Catching the Data Wave
As a student in Minnesota’s PhD program, Mons found his niche in industrial organization and applied econometrics. Specifically, his research is based on the work of alumnus Dan McFadden, and Professor Amil Petrin has been instrumental in developing various techniques that Mons has employed.
Mons is part of the first wave of researchers who have access to and are taking advantage of very detailed, comprehensive data, most commonly available from countries in the European Union. His research uses industry, firm, and individual-level data from Denmark to analyze who specifically gains from trade, who loses, and appropriate policy responses to deal with this dynamic. Mons explains, “We are able to use data from both sides (firms and households) for the whole country, which is critical since everything is interconnected. Every policy has unintended consequences, and seeing all this data in concert allows us to think more carefully and see how to deal with these unintended consequences.”

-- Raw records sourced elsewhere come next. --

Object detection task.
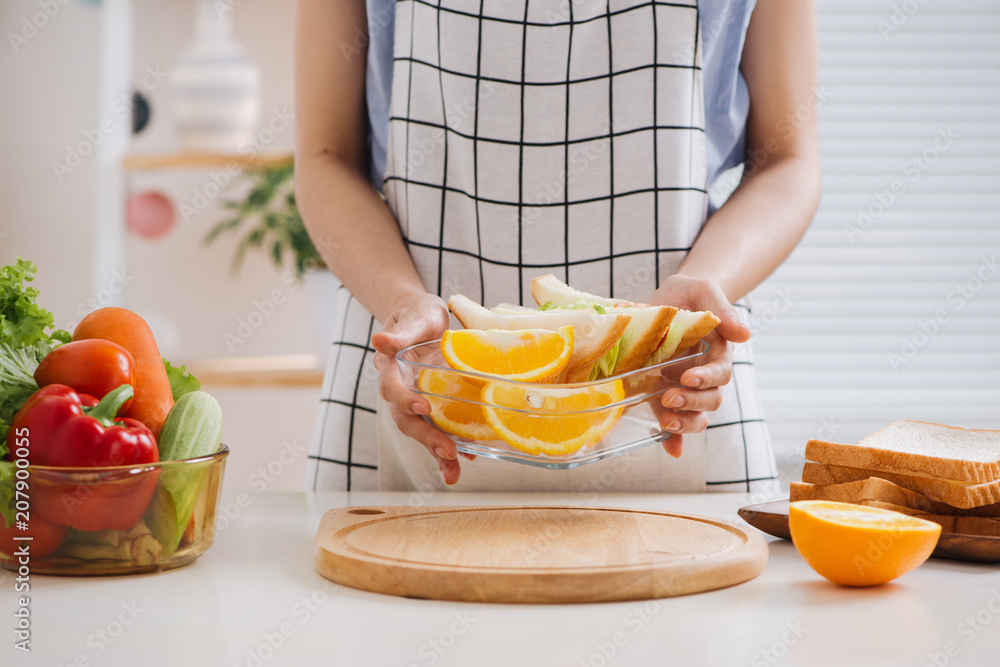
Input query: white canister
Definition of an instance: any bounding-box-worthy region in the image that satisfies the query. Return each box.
[171,1,260,153]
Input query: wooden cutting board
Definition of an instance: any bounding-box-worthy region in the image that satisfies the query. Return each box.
[314,505,768,603]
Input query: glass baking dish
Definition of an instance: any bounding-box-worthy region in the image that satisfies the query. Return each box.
[1,445,228,576]
[397,340,710,469]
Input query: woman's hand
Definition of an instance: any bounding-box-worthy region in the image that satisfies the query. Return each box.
[649,275,752,458]
[371,293,470,485]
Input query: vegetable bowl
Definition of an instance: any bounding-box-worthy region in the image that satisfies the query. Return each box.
[397,340,710,469]
[0,445,228,575]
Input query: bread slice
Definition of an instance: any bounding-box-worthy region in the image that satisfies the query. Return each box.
[447,294,631,383]
[800,461,1000,510]
[645,309,721,365]
[806,421,1000,485]
[529,274,677,374]
[790,485,1000,537]
[789,478,958,514]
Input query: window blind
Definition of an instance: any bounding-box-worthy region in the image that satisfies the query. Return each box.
[751,0,1000,484]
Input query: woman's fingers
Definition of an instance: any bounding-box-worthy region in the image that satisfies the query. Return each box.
[695,281,750,344]
[661,386,723,412]
[374,351,431,415]
[680,333,733,390]
[389,405,462,485]
[660,433,684,458]
[658,410,709,435]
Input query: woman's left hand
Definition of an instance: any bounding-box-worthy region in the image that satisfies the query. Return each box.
[648,275,751,458]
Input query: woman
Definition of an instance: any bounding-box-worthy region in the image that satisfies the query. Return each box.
[295,0,820,493]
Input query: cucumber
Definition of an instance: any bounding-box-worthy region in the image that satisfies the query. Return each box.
[145,391,223,553]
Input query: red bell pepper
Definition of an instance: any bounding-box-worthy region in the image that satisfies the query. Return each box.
[33,339,136,414]
[7,384,160,531]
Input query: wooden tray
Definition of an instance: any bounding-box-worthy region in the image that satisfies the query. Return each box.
[739,500,1000,564]
[314,505,769,603]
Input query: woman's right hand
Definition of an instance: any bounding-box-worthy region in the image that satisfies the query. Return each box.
[371,292,466,485]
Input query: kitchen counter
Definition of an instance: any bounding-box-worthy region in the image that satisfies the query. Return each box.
[4,491,999,667]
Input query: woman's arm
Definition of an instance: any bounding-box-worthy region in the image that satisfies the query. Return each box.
[650,0,821,453]
[295,0,463,483]
[676,0,822,300]
[294,0,425,322]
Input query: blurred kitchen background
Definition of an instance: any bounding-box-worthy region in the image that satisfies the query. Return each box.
[1,0,998,495]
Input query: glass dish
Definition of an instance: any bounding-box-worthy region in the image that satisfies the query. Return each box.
[397,340,710,469]
[1,445,228,576]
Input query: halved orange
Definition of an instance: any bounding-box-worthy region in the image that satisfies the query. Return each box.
[440,327,573,383]
[417,369,496,440]
[481,380,625,456]
[789,500,942,587]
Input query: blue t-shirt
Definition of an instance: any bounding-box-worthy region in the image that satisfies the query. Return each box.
[363,0,755,213]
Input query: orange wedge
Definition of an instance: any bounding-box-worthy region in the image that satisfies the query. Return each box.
[417,369,496,440]
[789,500,942,587]
[481,380,625,456]
[440,327,573,383]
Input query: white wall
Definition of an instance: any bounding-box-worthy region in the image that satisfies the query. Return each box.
[0,0,316,492]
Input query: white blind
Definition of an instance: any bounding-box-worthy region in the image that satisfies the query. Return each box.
[751,0,1000,483]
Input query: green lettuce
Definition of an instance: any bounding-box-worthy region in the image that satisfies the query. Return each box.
[163,359,202,402]
[539,300,606,314]
[0,259,69,449]
[588,339,621,382]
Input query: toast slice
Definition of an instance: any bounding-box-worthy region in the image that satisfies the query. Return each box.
[789,478,959,514]
[529,274,677,375]
[447,294,630,383]
[805,421,1000,485]
[790,485,1000,537]
[645,308,721,365]
[800,461,1000,510]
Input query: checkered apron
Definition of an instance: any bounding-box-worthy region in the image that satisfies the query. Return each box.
[307,0,777,493]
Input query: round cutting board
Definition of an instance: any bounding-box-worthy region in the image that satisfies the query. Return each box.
[313,505,768,603]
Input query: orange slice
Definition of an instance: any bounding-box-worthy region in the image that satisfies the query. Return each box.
[440,327,573,383]
[481,380,625,456]
[417,369,496,440]
[789,500,942,587]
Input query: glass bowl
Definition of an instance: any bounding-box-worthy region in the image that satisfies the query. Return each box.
[0,445,228,576]
[397,340,710,469]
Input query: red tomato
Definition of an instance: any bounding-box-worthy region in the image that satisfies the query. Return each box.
[33,339,136,414]
[0,513,68,559]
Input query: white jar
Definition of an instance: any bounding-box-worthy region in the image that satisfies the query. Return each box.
[171,1,260,153]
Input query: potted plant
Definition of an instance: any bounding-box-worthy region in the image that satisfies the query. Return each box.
[205,161,340,353]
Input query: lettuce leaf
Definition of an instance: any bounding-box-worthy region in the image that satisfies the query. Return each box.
[163,359,201,402]
[0,462,13,529]
[588,339,620,382]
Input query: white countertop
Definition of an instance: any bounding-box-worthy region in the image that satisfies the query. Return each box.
[4,491,999,667]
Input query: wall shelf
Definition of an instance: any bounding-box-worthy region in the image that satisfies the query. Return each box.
[122,152,293,171]
[185,354,323,388]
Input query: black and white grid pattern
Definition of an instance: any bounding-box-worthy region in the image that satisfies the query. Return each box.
[308,0,776,492]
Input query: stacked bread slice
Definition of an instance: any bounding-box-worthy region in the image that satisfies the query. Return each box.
[791,420,1000,536]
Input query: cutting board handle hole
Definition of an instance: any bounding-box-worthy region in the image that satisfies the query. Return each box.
[348,509,387,515]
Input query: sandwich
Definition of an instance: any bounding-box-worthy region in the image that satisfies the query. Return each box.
[447,276,721,383]
[447,294,630,383]
[528,274,720,373]
[792,420,1000,536]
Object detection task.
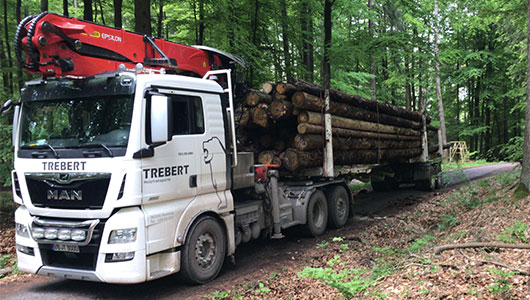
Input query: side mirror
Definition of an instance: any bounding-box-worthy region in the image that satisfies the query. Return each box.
[0,99,13,114]
[150,95,172,144]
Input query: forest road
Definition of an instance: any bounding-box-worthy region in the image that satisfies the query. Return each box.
[0,162,518,300]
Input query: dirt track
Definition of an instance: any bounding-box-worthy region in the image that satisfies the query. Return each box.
[0,163,518,300]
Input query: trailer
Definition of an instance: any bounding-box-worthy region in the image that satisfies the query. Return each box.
[5,13,441,284]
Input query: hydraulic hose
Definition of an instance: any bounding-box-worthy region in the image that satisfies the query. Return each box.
[25,11,49,69]
[13,14,36,68]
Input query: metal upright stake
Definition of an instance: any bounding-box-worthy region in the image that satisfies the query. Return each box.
[324,88,334,177]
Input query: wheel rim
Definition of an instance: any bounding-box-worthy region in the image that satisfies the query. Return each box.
[336,196,347,220]
[194,232,216,268]
[430,177,436,189]
[312,200,325,228]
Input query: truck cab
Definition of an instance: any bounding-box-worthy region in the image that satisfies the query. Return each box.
[13,70,237,283]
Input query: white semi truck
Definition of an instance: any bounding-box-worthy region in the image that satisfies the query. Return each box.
[6,13,441,284]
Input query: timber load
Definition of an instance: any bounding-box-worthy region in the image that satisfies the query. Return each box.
[235,79,440,171]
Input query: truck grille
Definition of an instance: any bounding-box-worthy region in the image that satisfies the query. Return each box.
[25,173,111,209]
[39,220,106,271]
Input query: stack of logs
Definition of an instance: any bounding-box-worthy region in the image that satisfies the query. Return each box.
[235,78,439,172]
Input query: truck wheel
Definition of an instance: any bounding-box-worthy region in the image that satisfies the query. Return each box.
[181,216,226,284]
[305,190,328,237]
[325,186,349,228]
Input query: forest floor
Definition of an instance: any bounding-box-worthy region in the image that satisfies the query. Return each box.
[203,168,529,299]
[0,165,528,299]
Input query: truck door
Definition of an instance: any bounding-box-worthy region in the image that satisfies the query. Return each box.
[141,90,205,253]
[197,93,229,210]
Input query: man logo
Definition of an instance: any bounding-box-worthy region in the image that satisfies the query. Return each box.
[47,190,83,201]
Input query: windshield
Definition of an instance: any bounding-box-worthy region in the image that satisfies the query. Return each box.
[19,95,134,149]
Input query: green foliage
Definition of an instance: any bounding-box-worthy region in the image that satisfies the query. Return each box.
[408,235,436,253]
[497,220,529,243]
[298,262,375,298]
[487,268,516,296]
[0,123,13,187]
[316,241,329,249]
[484,137,523,162]
[438,214,460,230]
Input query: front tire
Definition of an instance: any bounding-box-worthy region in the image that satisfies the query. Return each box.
[305,190,328,237]
[181,216,226,284]
[326,185,349,228]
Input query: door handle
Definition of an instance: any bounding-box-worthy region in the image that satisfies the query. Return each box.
[189,175,197,188]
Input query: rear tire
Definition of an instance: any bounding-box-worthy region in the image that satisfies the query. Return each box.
[305,190,328,237]
[326,186,349,228]
[181,216,226,284]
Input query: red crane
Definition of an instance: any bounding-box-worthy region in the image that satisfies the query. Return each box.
[15,12,244,78]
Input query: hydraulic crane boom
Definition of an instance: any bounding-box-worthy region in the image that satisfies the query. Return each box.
[15,12,244,78]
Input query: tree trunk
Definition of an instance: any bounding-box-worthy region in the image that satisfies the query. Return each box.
[270,100,293,120]
[262,82,275,94]
[198,0,204,45]
[521,0,530,190]
[297,111,421,136]
[322,0,333,87]
[3,0,13,94]
[83,0,93,21]
[368,0,376,101]
[16,0,23,90]
[276,82,297,95]
[292,92,422,129]
[63,0,69,16]
[41,0,48,11]
[134,0,151,35]
[114,0,122,28]
[282,148,423,171]
[280,0,291,80]
[97,0,105,25]
[289,78,428,123]
[246,90,272,106]
[157,0,163,37]
[250,104,270,128]
[433,0,447,147]
[297,123,421,141]
[294,134,421,151]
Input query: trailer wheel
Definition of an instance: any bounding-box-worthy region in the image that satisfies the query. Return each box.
[434,164,442,189]
[305,190,328,237]
[181,216,226,284]
[326,186,349,228]
[417,175,436,191]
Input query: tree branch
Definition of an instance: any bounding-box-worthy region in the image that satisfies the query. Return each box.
[434,242,530,255]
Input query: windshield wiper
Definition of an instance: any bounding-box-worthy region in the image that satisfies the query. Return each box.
[26,144,60,158]
[81,143,114,157]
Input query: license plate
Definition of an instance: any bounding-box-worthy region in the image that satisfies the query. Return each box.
[52,244,80,253]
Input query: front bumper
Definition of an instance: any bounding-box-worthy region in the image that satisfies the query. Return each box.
[15,206,149,284]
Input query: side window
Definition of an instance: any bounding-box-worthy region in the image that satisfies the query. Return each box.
[169,95,204,136]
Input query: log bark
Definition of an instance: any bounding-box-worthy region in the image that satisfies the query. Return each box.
[273,139,287,152]
[298,111,420,136]
[250,104,270,128]
[262,82,275,94]
[270,100,293,119]
[282,148,423,171]
[289,78,431,123]
[294,134,422,151]
[292,92,422,129]
[297,123,421,141]
[273,91,288,101]
[258,150,279,165]
[235,106,250,126]
[276,82,297,95]
[246,90,273,106]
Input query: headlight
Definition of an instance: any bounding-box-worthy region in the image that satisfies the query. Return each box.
[71,230,87,241]
[108,228,137,244]
[16,223,29,238]
[58,229,72,241]
[44,228,58,239]
[31,227,44,239]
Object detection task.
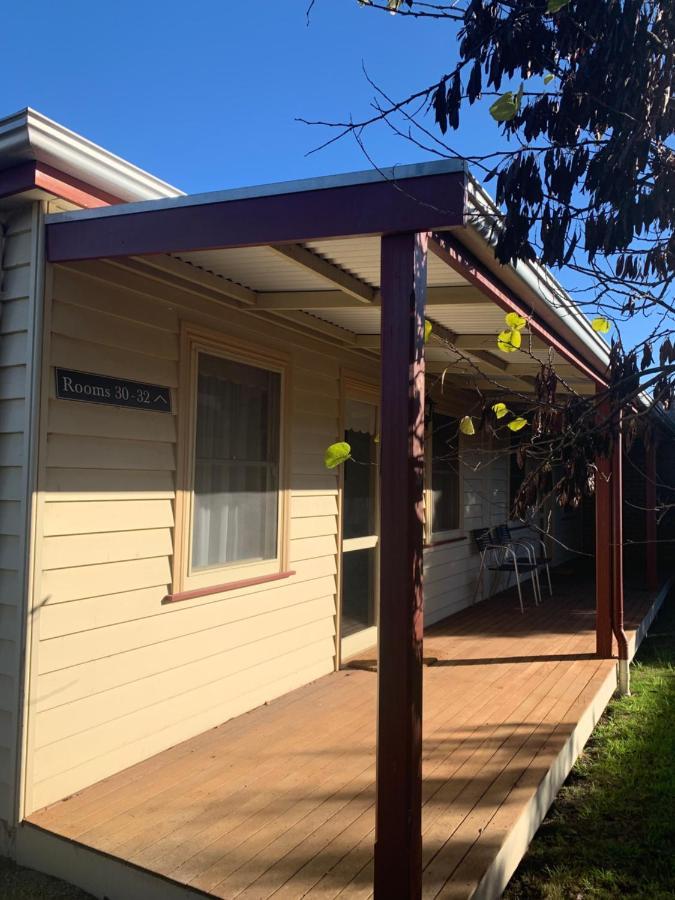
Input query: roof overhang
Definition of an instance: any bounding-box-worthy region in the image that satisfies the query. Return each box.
[0,108,182,205]
[45,160,467,256]
[43,159,612,387]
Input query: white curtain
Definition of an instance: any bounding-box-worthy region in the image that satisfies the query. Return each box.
[192,353,280,570]
[345,399,377,435]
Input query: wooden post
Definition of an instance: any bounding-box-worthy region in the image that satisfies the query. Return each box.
[645,441,658,592]
[595,392,613,658]
[611,428,630,694]
[374,232,427,900]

Across the field of economics, it is a commonly accepted notion that trade is good and makes people better off overall. However, as with any policy, there are winners and losers. With the detailed data Mons has access to, he is able to see specifically which groups of people gain, which groups of people lose, why, by how much, and more.
Analyzing the effects of trade or changes in trading patterns is a field of study in itself, but Mons focuses on individuals’ skills, occupations, and where they work. One of Mons’ contributions is the development of econometric models to measure the relationships between people with different skill levels and different types of occupations when there is a change in trading practices.
“For example, if there is a tariff on textiles, that tariff is going to affect demand and wages for textile workers differently than it will affect lawyers or janitors.” In the early 2000s, tariffs in the European Union decreased significantly, and with Mons’ econometric models, he is able to say that the changes in tariffs had specific effects on labor demand, employment, and outsourcing patterns at the industry, firm, and occupation level. This type of analysis was simply not possible before.
Seeing the Big Patterns
In the long run, Mons envisions his research influencing policy and making contributions toward his initial desire to prevent severe economic disparities. His research has the ability to help direct policy, for the effects sustained by different groups of people need to be thoroughly understood and analyzed in order to think seriously about changes to trading patterns.
While he acknowledges his accomplishments thus far, he gives credit to his educational influences. “I am just applying the tools I was taught here. I am forever indebted to the training I received at Minnesota.”